«Vístete mal y recordarán el vestido; vístete impecablemente y recordarán a la mujer». -Coco Chanel

A propósito de París. A propósito del Abierto de Francia.

Ese es todo el contexto necesario para apreciar a Naomi Osaka quitándose una falda negra ceremonial y un corpiño de pedrería sin mangas antes de su partido inaugural en el Complejo Roland-Garros esta semana, dejando al descubierto un vestido de juego dorado con lentejuelas.

Osaka estaba jugando bien. Con sensibilidades. Con tradición. Con sus oponentes, a quienes despachó sumariamente con victorias en la primera y segunda ronda.

Naomi Osaka llega a la cancha Suzanne-Lenglen para jugar su partido individual contra Laura Siegemund.

(THOMAS SAMSON/AFP vía Getty Images)

Y estaba claro que la cuatro veces campeona de Grand Slam estaba jugando con todos nosotros cuando dijo de su vestido: «Es muy de alta costura. ¿Conoces la Torre Eiffel de noche cuando brilla? Creo que me veo un poco así».

Innumerables páginas de LinkedIn hablan de vivir en la intersección del deporte y la moda. Osaka ubica esa intersección en los torneos de tenis de todo el mundo, mira a ambos lados y sale a la calle con valentía.

El año pasado, en el US Open, adornó su cola de caballo con rosas rojas y adjuntó un Labubu a su bolsa de tenis al que llamó Billie Jean Bling.

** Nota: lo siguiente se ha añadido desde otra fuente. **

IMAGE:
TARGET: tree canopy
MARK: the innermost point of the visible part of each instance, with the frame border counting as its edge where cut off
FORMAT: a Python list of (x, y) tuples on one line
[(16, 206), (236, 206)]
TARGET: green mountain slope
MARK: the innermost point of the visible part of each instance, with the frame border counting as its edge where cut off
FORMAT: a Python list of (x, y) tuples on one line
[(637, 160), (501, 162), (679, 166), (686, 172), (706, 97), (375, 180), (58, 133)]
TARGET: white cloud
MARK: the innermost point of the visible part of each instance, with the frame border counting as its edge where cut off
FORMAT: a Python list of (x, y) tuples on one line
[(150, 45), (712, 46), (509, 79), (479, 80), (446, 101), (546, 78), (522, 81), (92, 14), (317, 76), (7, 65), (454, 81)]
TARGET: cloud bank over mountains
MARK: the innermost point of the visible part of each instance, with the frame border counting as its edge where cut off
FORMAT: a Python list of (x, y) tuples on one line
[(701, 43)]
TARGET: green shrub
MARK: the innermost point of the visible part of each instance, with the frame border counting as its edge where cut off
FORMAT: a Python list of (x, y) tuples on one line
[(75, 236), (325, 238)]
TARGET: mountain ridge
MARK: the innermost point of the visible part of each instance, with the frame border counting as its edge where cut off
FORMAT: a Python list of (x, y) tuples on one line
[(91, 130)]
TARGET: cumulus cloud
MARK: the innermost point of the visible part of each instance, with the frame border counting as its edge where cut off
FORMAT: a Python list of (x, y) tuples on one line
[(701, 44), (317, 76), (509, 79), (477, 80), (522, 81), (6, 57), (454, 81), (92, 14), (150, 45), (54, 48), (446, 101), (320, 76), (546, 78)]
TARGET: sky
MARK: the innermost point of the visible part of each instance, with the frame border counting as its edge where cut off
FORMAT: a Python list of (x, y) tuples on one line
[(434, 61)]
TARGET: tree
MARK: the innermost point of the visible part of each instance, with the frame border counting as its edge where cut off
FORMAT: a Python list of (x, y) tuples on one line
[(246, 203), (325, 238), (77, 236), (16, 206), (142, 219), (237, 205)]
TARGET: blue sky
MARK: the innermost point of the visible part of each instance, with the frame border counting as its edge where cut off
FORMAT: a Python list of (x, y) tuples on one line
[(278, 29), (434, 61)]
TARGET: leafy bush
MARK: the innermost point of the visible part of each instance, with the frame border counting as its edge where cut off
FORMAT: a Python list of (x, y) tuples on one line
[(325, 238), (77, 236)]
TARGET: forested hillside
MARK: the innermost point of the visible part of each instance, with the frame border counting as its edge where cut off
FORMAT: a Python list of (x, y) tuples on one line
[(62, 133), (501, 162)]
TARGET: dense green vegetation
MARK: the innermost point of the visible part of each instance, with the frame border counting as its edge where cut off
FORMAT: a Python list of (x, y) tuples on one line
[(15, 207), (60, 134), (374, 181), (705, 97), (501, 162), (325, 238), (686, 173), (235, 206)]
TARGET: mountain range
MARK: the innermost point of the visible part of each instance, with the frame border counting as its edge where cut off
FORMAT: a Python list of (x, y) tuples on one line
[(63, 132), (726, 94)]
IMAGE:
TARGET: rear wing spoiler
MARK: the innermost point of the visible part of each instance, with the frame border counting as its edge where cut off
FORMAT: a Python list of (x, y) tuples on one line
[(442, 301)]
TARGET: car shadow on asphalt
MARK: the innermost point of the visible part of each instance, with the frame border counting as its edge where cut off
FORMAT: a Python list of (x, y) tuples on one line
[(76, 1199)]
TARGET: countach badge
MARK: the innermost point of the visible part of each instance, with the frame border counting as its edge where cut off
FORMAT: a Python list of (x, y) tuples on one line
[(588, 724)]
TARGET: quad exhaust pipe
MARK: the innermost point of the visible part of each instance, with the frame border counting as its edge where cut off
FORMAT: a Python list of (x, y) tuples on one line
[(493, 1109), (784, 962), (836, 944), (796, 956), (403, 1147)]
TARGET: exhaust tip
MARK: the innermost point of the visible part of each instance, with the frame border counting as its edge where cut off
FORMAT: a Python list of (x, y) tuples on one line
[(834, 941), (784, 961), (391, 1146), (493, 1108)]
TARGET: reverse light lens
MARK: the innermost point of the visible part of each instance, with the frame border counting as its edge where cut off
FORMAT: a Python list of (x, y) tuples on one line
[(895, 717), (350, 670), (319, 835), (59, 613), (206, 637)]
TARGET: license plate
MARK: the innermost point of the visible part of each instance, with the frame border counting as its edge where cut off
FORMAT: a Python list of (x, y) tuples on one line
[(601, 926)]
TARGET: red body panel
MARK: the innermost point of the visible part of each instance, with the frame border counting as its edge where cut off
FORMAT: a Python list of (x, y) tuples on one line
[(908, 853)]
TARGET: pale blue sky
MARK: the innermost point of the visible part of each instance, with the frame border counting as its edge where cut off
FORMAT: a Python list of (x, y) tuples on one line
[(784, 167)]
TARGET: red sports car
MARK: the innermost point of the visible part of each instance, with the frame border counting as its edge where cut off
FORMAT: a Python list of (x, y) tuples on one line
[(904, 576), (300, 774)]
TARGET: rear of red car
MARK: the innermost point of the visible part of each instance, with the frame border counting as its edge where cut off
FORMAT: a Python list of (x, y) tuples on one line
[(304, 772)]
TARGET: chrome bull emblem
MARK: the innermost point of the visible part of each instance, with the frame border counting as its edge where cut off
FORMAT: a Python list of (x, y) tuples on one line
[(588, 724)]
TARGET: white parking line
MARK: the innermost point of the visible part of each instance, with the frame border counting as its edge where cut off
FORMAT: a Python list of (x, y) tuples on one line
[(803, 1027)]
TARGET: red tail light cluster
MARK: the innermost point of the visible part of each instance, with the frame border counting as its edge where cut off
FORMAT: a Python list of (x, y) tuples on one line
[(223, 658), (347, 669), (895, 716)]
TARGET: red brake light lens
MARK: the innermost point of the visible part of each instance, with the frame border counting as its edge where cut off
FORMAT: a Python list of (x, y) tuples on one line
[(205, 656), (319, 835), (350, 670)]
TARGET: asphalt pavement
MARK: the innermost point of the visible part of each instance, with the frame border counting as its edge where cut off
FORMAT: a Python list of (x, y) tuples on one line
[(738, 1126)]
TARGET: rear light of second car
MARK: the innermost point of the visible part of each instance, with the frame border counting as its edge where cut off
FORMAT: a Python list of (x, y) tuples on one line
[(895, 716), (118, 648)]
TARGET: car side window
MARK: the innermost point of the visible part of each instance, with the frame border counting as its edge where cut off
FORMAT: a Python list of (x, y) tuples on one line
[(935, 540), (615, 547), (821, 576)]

En el Abierto de Australia en enero, entró a la cancha con una paleta de color turquesa y verde teñida con zarcillos sueltos. Su rostro estaba oculto por un velo, un sombrero de ala ancha y una sombrilla blanca que, según dijo, estaba inspirada en una imagen de una medusa que entusiasmaba a su hija de 2 años.

Naomi Osaka con un sombrero blanco de ala ancha con velo, pantalones blancos anchos y fluidos y sostiene una sombrilla blanca con escaleras detrás.

Naomi Osaka entra a la cancha con un conjunto inspirado en medusas antes de su partido de primera ronda en el Abierto de Australia 2026 en Melbourne.

(Quinn Rooney/Getty Images)

Es todo muy divertido. Sin embargo, las continuas declaraciones de moda dependen de su desempeño en la cancha. Osaka gana y obtiene otra gran entrada. Ella pierde, a nadie le importa lo que se ponga en el camino a casa.

En el Abierto de Estados Unidos, Osaka brilló y alcanzó las semifinales individuales femeninas. Sembrada como perdedora en el puesto 23, derrotó a Coco Gauff y Karolina Muchova antes de caer en un reñido partido de tres sets ante Amanda Anisimova.

Sembrada número 16 en Australia, ganó dos partidos antes de retirarse debido a una lesión abdominal sufrida durante su victoria en tres sets contra Sorana Cîrstea.

Avance rápido hasta el Abierto de Francia. Osaka avanzó a la tercera ronda por primera vez en siete años el jueves con una victoria por 7-6 (7/1), 6-4 contra la croata Donna Vekic y se enfrentará a la adolescente Iva Jovic el sábado.

Lo que usará al entrar es una incógnita. Una estética chic y natural recorre París. Avanzar a los octavos de final del Abierto de Francia por primera vez requeriría lo contrario: Osaka dar un paso más en su regreso a la forma después de dar a luz a su hija.

Y creando otra oportunidad para divertirnos con la moda.